Thursday, August 14, 2014

My inner Evel

Deep down inside I've always wanted to be a daredevil. I've wanted to huck myself off of jumps with the hopes of landing and looking cool, but knowing the possibility of crashing and having to suffer the consequences that went along with it, yet still being brave enough to go through with the stunt. I may get injured along the way, but that's a chance you take when you push boundaries and set records. Babes love death defiers and ever since I can remember, I've always been about the babes so you can see my motivation was valid. Unfortunately, my early 20's was when I started to collect my long list of daredevil injuries without actually doing daredevil stuff. Mind you, they all make for great stories and I was doing something fun at the time, but I wasn't jumping 19 cars knowing that if I didn't land I was going to wreck myself or possibly die.

I always feel bad for people that break something slipping on ice or falling in the shower because not only are they laid up for a stupid reason, but they don't even have a cool story to accompany the injury. I kind of felt that way about the end of this video. At the end Evel says, "We have very little choice about our life. The only thing really left is a choice about our death... and mine will be glorious." How bummed do you think he was that after every broken bone he suffered, a liver transplant, and two strokes, what finally killed him at 69 was a combination of diabetes and idiopathic pulmonary fibrosis? After all of that, it was like he fell in the shower. What I admire about Evel was he always got back on the bike.
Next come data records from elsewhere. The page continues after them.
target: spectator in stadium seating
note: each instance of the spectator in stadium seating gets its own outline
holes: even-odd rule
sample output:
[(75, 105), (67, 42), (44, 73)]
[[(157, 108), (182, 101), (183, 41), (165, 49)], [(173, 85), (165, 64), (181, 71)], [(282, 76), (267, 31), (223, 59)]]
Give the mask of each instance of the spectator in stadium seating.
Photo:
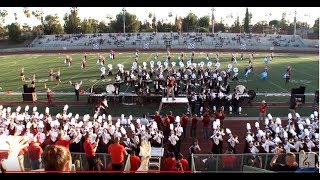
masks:
[(188, 168), (189, 168), (188, 160), (186, 160), (181, 153), (179, 153), (177, 159), (178, 159), (178, 161), (181, 163), (182, 169), (183, 169), (184, 171), (187, 171)]
[(183, 137), (185, 138), (187, 135), (187, 125), (189, 121), (188, 113), (184, 113), (181, 119), (181, 127), (183, 128)]
[(196, 138), (197, 123), (198, 123), (197, 114), (194, 114), (191, 120), (191, 137), (193, 138)]
[(154, 113), (154, 117), (153, 117), (154, 121), (157, 123), (157, 126), (158, 126), (158, 129), (162, 130), (162, 120), (161, 120), (161, 117), (159, 115), (159, 112), (156, 111)]
[(105, 171), (106, 168), (104, 167), (100, 158), (97, 158), (97, 171)]
[(286, 171), (286, 172), (296, 171), (299, 168), (298, 163), (296, 161), (296, 155), (291, 152), (286, 153), (285, 164), (277, 163), (277, 159), (279, 155), (281, 155), (282, 151), (283, 149), (277, 148), (276, 154), (273, 156), (273, 158), (270, 161), (271, 170)]
[(183, 172), (184, 169), (183, 169), (183, 167), (182, 167), (182, 164), (181, 164), (179, 161), (177, 161), (176, 164), (175, 164), (175, 166), (172, 168), (172, 171), (180, 171), (180, 172)]
[(112, 171), (121, 171), (124, 163), (124, 156), (128, 155), (127, 151), (120, 144), (120, 137), (114, 138), (114, 143), (108, 147), (108, 152), (111, 157)]
[(233, 171), (234, 170), (234, 165), (236, 161), (236, 156), (233, 154), (232, 151), (227, 150), (225, 152), (227, 155), (223, 155), (222, 157), (222, 162), (223, 162), (223, 170), (224, 171)]
[(80, 165), (79, 159), (74, 161), (74, 167), (75, 167), (75, 171), (81, 171), (81, 165)]
[(45, 171), (70, 171), (71, 154), (63, 146), (48, 145), (42, 156)]
[(172, 115), (172, 111), (169, 111), (168, 118), (170, 120), (170, 124), (174, 123), (174, 116)]
[[(196, 153), (196, 151), (201, 151), (199, 144), (198, 144), (198, 140), (194, 139), (193, 143), (191, 144), (191, 146), (189, 147), (189, 162), (191, 162), (192, 158), (192, 154)], [(191, 163), (189, 163), (189, 167), (191, 168)]]
[(203, 139), (208, 140), (209, 139), (209, 124), (210, 124), (210, 116), (209, 116), (208, 112), (203, 114), (202, 123), (203, 123)]
[(173, 152), (168, 152), (166, 158), (164, 159), (164, 170), (165, 171), (172, 171), (175, 167), (177, 161), (174, 157)]
[(87, 161), (88, 161), (88, 166), (89, 166), (89, 171), (93, 171), (96, 168), (96, 150), (98, 147), (99, 139), (91, 144), (91, 135), (87, 133), (85, 135), (85, 142), (83, 143), (83, 149), (84, 152), (86, 153)]
[(40, 169), (42, 148), (36, 139), (28, 146), (28, 155), (30, 158), (31, 170)]
[(267, 113), (267, 103), (265, 100), (262, 100), (259, 111), (260, 111), (259, 123), (261, 123), (261, 122), (264, 122), (264, 118), (266, 117), (266, 113)]
[(220, 119), (220, 127), (223, 128), (223, 120), (225, 118), (225, 113), (223, 107), (220, 107), (215, 113), (215, 118)]
[(162, 121), (162, 126), (163, 126), (163, 136), (164, 136), (164, 139), (163, 139), (163, 143), (166, 143), (169, 136), (170, 136), (170, 119), (168, 118), (168, 115), (166, 115), (164, 118), (163, 118), (163, 121)]
[(147, 119), (146, 114), (143, 115), (143, 118), (140, 118), (140, 124), (141, 124), (141, 126), (143, 126), (143, 125), (148, 126), (149, 120)]
[(256, 157), (251, 156), (248, 160), (248, 166), (261, 169), (262, 168), (262, 157), (261, 156), (256, 156)]
[(137, 171), (140, 167), (141, 160), (139, 156), (136, 156), (135, 151), (130, 151), (130, 171)]
[(68, 150), (70, 150), (69, 146), (76, 140), (77, 136), (74, 136), (73, 139), (71, 140), (67, 140), (65, 137), (66, 137), (65, 132), (61, 130), (57, 138), (58, 140), (55, 142), (55, 145), (63, 146), (63, 147), (66, 147)]

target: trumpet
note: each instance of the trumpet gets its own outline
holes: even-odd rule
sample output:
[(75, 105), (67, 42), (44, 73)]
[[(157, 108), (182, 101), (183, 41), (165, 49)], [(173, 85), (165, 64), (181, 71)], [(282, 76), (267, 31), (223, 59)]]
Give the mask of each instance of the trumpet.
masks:
[(294, 143), (294, 139), (293, 139), (293, 138), (290, 138), (290, 139), (289, 139), (289, 143), (290, 143), (290, 144), (293, 144), (293, 143)]

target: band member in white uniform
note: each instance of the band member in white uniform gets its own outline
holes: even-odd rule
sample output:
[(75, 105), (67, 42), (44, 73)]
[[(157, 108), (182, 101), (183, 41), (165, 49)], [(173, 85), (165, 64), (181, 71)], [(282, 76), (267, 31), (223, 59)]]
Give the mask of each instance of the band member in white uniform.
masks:
[(36, 74), (33, 74), (31, 78), (31, 85), (33, 88), (35, 87), (35, 82), (36, 82)]
[(168, 79), (168, 84), (167, 84), (167, 100), (169, 99), (169, 94), (172, 94), (172, 100), (175, 100), (174, 98), (174, 85), (176, 84), (176, 79), (174, 78), (173, 75), (171, 75)]
[(108, 106), (108, 101), (107, 101), (107, 98), (104, 97), (103, 100), (100, 103), (100, 109), (103, 111), (103, 114), (107, 115), (107, 107), (109, 107)]
[(75, 84), (73, 84), (71, 81), (69, 82), (72, 86), (74, 86), (74, 92), (76, 93), (77, 101), (79, 101), (79, 89), (80, 89), (80, 86), (82, 85), (82, 80), (80, 83), (75, 83)]
[(21, 77), (21, 81), (25, 81), (25, 77), (24, 77), (24, 67), (21, 67), (20, 69), (20, 77)]
[(51, 68), (49, 71), (50, 81), (53, 81), (53, 69)]
[(59, 85), (61, 83), (61, 79), (60, 79), (60, 68), (56, 74), (56, 81), (57, 81), (57, 85)]

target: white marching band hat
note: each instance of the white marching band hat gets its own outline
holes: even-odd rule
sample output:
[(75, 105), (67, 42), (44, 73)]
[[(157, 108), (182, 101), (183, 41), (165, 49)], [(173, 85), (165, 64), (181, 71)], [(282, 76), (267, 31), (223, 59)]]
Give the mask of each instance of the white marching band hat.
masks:
[(233, 68), (233, 72), (237, 73), (239, 69), (237, 67)]

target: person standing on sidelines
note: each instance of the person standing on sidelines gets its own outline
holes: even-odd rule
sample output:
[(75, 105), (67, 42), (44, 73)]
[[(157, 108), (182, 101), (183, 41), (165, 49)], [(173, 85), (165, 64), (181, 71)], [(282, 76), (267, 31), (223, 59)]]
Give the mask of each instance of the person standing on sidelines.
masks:
[(124, 163), (124, 156), (128, 155), (125, 148), (119, 143), (120, 137), (114, 138), (114, 143), (108, 147), (111, 157), (112, 171), (121, 171)]
[(266, 114), (267, 114), (267, 103), (265, 100), (261, 102), (259, 111), (260, 111), (259, 123), (261, 123), (261, 122), (264, 122), (264, 118), (266, 117)]
[(53, 81), (53, 69), (51, 68), (49, 71), (50, 81)]
[(60, 83), (61, 83), (61, 79), (60, 79), (60, 68), (59, 68), (59, 70), (57, 71), (57, 73), (56, 73), (56, 81), (57, 81), (57, 85), (59, 85)]
[(47, 99), (48, 99), (48, 104), (52, 105), (52, 90), (47, 87), (46, 83), (44, 83), (44, 88), (47, 89)]
[(83, 149), (86, 153), (89, 171), (97, 170), (97, 163), (96, 163), (96, 150), (99, 144), (99, 139), (97, 139), (93, 144), (91, 143), (91, 135), (87, 133), (85, 135), (85, 141), (83, 143)]
[(21, 77), (21, 81), (26, 80), (26, 78), (24, 77), (24, 67), (21, 67), (21, 69), (20, 69), (20, 77)]
[(70, 84), (72, 86), (74, 86), (74, 92), (76, 93), (76, 96), (77, 96), (77, 101), (79, 101), (79, 89), (80, 89), (80, 86), (82, 85), (82, 80), (80, 81), (80, 83), (72, 83), (71, 81), (69, 81)]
He had failed attempts that resulted in multiple broken broken bones that would leave the average person debilitated for life, but once he "healed" he was back doing what he loved.

My friend, David "Frosty" Frost, had a photography show awhile back at See See Motorcycles called Rise Above about the same thing. It wasn't about Evel Knievel, it was survivor stories about people who suffered substantial injuries due to motorcycle accidents, but continue to ride because their love of the bike was greater than the hardship of their injuries. That's saying a lot seeing as how one rider featured, Richard Jones, lost a leg and another, Chris Gilmer, is now a paraplegic. After his wreck Chris modified his motorcycles to all hand controls and still races. He's an inspiration to anyone who has ever laid the bike down.

Frosty asked me if I would share my own story for the blog and if I was interested in being featured in the show. He's a good friend of mine so I was down to be part of his project. The weird thing was, a couple of days after I agreed to be in the show my artificial knuckle I had from a motorcycle accident 11 years ago broke. I was back in the doctor's office preparing for my 6th hand surgery and reliving the accident I was in when I was 23 all over again. If you know math, here is where you figure out how old I am.

I've not only had several hand and hip surgeries from that one wreck, I've also been in plenty other accidents which resulted in surgery, so this was old hat for me and I found myself in a very familiar place having very familiar conversations. I picked my hand surgeon for a couple of reasons. 1) because his last name is Buehler and I love the movie "Ferris Bueller's Day Off" and 2) because he is not known for his bedside manor. That's what I wanted. I wanted a surgeon who wouldn't sugar coat my situation and who will just tell me flat out what's up. That's exactly what I got and he was awesome.
Frosty took this picture of me in Dr. Buehler's office and while he was there collecting possible content for the show, Dr. Buehler thought he was there because he was my husband. We had a good laugh about it and just played along. 
You can clearly see why he was mistaken for my husband. We are like peas in a pod.

These are the pictures Frosty used of me in the show with my father's bike and jacket. My pops died in a car accident earlier that year. I inherited his bike and was in the process of getting it dialed in.
Check out my story HERE

Since my prothetic knuckle broke and replacing it again wasn't an option, my doctor fused it with bone from my hip he took from the side without the giant scar. I brought in a grip to ensure whatever angle we went with I could still ride my bicycle and motorcycle. Since there was no more knuckle, my finger would remain in a fixed position.
The result, although looked gnarly, was successful and after a few months of healing I was still able to do what I love most. Because of modern medicine I am able to ride, but because of my undying love for the bike I still have the desire and passion to ride. That makes me more like Evel Knievel than taking any sweet jump out there.